Forum Moderators: goodroi
This is of course an educated guess as to how Google's architecture works.
However, Google, Yahoo, and Ask -- and perhaps MSN, have taken to listing some pages as a URL-only listing, or using link text from the page where the link was discovered, for pages that your robots.txt tells them not to fetch. Since the robots standard was written soley with bandwidth-conservation in mind, they're essentially taking advantage of this to "Spider the Deep Web." Some Webmasters think it's OK, some think it's part of the Grand Conspiracy. I think it's just a nuisance.
If you want a page "not mentioned," then allow it to be fetched in robots.txt, and then use the on-page HTML <name="robots" content="noindex"> tag to prevent it being listed.
I should note that while this used to work perfectly, I've had some trouble with Google still listing a few of those pages, and have resorted to periodically using their URL removal tool to de-list those pages.
Notwithstanding this (hopefully temporary) problem, it's a trade-off depending on what you hope to accomplish -- To reduce bandwidth consumed by spiders, or to keep low-value or non-optimal-landing pages out of the index.

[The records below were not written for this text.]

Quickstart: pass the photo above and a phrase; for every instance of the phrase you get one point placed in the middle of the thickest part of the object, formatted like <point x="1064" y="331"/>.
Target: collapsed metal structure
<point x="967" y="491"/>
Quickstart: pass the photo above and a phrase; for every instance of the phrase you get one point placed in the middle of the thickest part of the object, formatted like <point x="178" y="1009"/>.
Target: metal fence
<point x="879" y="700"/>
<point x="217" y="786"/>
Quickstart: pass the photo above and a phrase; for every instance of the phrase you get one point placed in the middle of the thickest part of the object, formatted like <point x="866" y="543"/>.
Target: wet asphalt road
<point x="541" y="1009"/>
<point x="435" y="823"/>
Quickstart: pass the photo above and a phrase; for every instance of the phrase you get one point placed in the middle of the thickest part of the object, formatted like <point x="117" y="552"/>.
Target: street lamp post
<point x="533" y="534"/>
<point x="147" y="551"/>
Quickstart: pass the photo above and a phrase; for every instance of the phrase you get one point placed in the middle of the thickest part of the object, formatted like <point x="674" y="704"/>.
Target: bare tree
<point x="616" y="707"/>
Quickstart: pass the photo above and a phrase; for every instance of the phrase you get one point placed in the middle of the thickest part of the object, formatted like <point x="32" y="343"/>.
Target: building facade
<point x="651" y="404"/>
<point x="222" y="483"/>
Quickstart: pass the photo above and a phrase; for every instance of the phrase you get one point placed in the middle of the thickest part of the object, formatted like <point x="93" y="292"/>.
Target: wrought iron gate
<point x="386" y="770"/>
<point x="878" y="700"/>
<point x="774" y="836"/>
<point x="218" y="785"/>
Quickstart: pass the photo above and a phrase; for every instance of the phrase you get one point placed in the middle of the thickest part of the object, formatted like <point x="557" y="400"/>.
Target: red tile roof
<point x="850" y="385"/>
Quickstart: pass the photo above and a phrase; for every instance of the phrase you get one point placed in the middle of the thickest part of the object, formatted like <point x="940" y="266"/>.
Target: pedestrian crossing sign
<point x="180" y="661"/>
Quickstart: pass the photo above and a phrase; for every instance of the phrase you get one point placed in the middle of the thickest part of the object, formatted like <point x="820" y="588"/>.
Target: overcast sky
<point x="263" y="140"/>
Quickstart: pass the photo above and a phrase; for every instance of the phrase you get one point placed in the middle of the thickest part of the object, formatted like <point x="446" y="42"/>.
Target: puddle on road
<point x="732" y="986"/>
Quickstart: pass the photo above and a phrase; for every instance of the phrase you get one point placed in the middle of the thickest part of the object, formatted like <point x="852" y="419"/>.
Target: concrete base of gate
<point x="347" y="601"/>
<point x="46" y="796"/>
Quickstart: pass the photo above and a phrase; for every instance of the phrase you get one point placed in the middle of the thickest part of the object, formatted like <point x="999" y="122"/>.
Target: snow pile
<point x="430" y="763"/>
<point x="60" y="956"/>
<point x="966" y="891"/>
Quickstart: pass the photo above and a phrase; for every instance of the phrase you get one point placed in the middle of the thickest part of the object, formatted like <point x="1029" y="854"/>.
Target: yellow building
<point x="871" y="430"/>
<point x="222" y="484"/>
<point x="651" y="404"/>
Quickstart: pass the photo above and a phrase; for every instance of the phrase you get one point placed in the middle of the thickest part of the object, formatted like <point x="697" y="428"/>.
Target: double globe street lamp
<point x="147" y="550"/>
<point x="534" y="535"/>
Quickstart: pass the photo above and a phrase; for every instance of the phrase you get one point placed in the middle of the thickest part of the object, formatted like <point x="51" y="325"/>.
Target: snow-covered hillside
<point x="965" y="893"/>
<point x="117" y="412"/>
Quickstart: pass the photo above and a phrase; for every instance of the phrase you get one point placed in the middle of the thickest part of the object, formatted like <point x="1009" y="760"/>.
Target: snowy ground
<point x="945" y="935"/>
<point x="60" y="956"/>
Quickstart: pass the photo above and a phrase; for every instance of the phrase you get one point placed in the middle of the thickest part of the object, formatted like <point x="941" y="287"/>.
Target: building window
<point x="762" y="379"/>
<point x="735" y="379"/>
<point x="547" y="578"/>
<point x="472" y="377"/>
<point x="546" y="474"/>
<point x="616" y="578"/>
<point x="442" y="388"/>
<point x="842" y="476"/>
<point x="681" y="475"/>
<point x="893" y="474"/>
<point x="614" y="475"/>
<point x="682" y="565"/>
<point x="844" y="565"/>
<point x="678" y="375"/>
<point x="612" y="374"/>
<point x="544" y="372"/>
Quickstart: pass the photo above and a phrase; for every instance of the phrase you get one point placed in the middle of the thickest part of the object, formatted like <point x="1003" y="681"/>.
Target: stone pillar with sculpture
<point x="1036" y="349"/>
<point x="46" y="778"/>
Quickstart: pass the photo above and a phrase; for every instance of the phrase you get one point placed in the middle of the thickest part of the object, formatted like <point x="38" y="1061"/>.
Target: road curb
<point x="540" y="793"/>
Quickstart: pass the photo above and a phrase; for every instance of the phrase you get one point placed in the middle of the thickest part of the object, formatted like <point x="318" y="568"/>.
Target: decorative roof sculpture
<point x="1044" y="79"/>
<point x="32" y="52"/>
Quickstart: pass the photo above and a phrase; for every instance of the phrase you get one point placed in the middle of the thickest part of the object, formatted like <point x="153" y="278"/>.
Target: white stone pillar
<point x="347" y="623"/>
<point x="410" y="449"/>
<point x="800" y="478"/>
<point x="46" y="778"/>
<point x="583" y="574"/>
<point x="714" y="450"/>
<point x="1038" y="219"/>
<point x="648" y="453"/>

If you're looking for security, then password-protecting the page is the way to go, or using user-agent- *and* IP-address-sensitive redirection or rewriting to keep the 'bots out of certain pages/directories. This latter approach is closely-related to cloaking, so be careful that no-one would interpret it as an attempt to deceive search engines or their users. You've also got to keep a sharp eye out for new spider User-agent names and new IP address ranges.
Jim